Wave of Therapies Being Developed in AL Amyloidosis Space


Sandy W. Wong, MD, discusses immunoglobulin light chain amyloidosissome and recent data that have shown excitement in this landscape.

Sandy W. Wong, MD

Sandy W. Wong, MD

Sandy W. Wong, MD

Immunoglobulin light chain amyloidosis (AL amyloidosis), known as the most common form of systemic amyloidosis and associated with an underlying plasma cell dyscrasia, is frequently difficult to recognize because it presents similarly to a variety of other hematologic disorders.

However, explains Sandy W. Wong, MD, therapeutic developments for AL amyloidosis have recently been emerging to include plasma cell treatment and anti-amyloid fibril therapy to propel this field into a more positive direction.

For example, a prospective phase II study presented during the 2017 ASH Annual Meeting showed that the CD38-directed monoclonal antibody daratumumab (Darzalex) was found to induce deep and rapid hematological responses in pretreated patients with AL amyloidosis.1 Among 24 evaluable patients, the hematologic complete response rate was 17%, 29% experienced a very good partial response, and 17% achieved a partial response. The overall response rate was 63%.

There have also been early-phase studies with anti-amyloid fibril therapy. NEOD001, a monoclonal antibody, was well tolerated in a first-in-human study of 27 patients with AL amyloidosis. Of 14 cardiac-evaluable patients, 8 (57%) met the criteria for cardiac response and 6 (43%) had stable disease. Of 15 renal-evaluable patients, 9 (60%) met the criteria for renal response and 6 patients (40%) had stable disease.2

OncLive: What developments have we recently seen in this field?

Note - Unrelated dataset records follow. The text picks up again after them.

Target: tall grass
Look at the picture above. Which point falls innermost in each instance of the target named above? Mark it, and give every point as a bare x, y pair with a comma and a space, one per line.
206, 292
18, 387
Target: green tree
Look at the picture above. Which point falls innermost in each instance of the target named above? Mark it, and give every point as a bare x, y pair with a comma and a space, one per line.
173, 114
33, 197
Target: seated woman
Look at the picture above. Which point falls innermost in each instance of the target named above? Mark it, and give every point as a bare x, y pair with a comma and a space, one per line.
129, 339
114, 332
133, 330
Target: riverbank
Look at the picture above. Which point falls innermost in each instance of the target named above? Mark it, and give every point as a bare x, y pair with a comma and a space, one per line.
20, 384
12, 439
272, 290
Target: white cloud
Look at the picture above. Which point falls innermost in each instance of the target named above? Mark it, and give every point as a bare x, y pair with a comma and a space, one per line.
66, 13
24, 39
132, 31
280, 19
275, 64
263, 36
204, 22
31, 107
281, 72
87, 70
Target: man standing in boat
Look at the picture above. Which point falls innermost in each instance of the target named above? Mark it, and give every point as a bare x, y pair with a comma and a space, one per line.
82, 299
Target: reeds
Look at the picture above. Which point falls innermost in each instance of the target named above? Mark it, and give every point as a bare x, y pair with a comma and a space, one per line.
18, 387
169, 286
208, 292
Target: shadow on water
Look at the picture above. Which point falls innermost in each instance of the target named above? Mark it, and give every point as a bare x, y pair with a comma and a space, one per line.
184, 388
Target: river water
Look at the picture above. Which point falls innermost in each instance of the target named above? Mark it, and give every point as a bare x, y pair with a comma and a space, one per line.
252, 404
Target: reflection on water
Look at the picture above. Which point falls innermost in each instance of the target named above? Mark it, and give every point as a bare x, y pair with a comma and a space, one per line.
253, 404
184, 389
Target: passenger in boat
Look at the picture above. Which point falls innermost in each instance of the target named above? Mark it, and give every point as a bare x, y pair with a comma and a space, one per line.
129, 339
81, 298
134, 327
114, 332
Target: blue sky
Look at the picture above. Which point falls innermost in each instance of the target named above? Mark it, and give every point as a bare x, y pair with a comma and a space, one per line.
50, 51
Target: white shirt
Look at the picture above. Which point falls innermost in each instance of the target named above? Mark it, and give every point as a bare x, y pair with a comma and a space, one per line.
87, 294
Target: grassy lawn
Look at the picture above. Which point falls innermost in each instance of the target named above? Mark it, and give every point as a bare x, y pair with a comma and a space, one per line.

In an interview during the 2017 OncLive® State of the Science SummitTM on Hematologic Malignancies, Wong, an assistant clinical professor in the Division of Hematology/Oncology, University of California, San Francisco Helen Diller Family Comprehensive Cancer Center, discussed some of these therapeutic advancements and recent data that have shown excitement in this landscape.Wong: The developments have basically been separated into 2 major categories. One is anti-plasma cell therapy and the other one is anti-amyloid fibril therapy. In terms of the anti-plasma therapies, the new development has been the publication of the phase I trial for ixazomib in AL amyloidosis. It looks to be quite an active drug with a relatively good safety profile.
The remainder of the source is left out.